設定対象 | イベント | アクション |
---|---|---|
コンテナ | ページ読み込み時 | reset |
詳細・合計入力 → Quantity の数値入力 | 入力値変更時 | calc subTotal |
詳細・合計入力 → Quantity の数値入力 | 入力値変更中 | calc subTotal |
詳細・合計入力 → Price の数値入力 | 入力値変更時 | calc subTotal |
詳細・合計入力 → Price の数値入力 | 入力値変更中 | calc subTotal |
送信ボタン → ボタン | クリック時 | issue invoice |
デザイナの「上書き保存」アイコンをクリックして、保存します。
3-5. ルーティング定義を作成する
前項で作成した IM-BloomMaker の画面を呼び出せるようにするため、ルーティング定義を作成します。

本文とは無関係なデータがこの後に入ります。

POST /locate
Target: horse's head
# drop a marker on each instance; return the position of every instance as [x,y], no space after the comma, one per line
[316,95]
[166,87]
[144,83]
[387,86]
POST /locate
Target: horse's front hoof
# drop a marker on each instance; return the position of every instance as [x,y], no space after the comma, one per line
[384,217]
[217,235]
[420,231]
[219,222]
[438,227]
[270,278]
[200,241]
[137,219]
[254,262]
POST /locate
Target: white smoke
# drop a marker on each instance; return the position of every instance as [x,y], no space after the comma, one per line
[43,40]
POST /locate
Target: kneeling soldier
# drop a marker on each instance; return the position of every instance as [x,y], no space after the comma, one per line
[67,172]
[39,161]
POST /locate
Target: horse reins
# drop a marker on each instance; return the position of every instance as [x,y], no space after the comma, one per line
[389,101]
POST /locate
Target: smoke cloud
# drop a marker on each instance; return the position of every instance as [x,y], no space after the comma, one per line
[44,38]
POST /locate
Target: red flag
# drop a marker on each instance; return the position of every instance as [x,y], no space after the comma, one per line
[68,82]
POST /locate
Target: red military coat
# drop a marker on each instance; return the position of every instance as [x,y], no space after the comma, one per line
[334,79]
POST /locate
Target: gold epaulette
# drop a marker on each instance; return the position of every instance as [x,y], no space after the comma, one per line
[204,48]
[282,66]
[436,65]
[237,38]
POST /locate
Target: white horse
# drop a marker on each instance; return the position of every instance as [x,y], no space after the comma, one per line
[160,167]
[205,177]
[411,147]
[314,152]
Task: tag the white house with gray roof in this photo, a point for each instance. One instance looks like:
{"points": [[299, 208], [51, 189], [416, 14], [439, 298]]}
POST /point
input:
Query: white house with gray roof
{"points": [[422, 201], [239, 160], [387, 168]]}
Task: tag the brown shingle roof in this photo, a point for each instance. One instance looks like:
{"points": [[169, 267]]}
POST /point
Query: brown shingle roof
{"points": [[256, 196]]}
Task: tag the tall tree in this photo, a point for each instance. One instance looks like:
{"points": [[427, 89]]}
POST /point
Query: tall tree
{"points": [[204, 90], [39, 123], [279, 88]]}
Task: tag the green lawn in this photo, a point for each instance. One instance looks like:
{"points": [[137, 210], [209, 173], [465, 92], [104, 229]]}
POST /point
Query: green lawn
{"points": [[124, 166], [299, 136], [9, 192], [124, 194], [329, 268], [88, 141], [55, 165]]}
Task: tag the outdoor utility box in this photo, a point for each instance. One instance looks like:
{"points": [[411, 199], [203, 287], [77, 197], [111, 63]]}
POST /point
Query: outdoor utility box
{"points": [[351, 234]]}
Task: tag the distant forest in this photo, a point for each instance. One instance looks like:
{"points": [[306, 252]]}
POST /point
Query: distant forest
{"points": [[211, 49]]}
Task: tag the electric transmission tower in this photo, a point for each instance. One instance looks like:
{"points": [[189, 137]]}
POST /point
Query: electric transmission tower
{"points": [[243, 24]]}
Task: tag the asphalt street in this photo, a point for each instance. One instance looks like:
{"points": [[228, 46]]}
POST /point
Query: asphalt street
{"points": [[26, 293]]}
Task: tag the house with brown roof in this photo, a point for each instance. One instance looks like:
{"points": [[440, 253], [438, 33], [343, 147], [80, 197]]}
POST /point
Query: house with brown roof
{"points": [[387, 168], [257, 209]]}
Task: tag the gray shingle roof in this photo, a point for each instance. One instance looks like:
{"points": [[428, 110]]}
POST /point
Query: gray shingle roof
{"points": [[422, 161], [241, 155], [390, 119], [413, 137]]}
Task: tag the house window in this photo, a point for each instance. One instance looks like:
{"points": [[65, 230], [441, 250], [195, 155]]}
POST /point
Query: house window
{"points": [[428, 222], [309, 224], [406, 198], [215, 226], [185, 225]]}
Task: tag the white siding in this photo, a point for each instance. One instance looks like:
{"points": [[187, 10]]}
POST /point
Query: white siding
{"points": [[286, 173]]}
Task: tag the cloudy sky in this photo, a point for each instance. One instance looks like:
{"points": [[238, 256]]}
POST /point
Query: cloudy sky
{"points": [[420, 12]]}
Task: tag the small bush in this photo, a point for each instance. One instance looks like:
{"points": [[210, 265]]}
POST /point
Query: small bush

「サイトマップ」→「BloomMaker」→「ルーティング定義一覧」をクリックして、「IM-BloomMaker ルーティング定義一覧」画面を開きます。
「ルーティング新規作成」をクリックして、以下の情報を入力し「登録」ボタンをクリックします。
カテゴリID | (任意のカテゴリ) |
ルーティングID | im_cookbook_181265 |
コンテンツ | im_cookbook_181265 |
コンテンツバージョン | 最新バージョンを利用する |
メソッド | GET |
URL | /imart/im_cookbook/181265 |
ルーティング名 | im_cookbook_181265 |
登録後、認可を設定します。
今回は動作テストのため、「テナント管理者」に認可を設定します。
プレビュー
以下のURLにアクセスして、請求書入力画面を表示してください。
http://localhost:8080/imart/im_cookbook/181265
入力フォームに内容を入力して、小計・合計が正しく計算されることを確認してください。
「Issue」ボタンをクリックして、請求書がダウンロードされることを確認してください。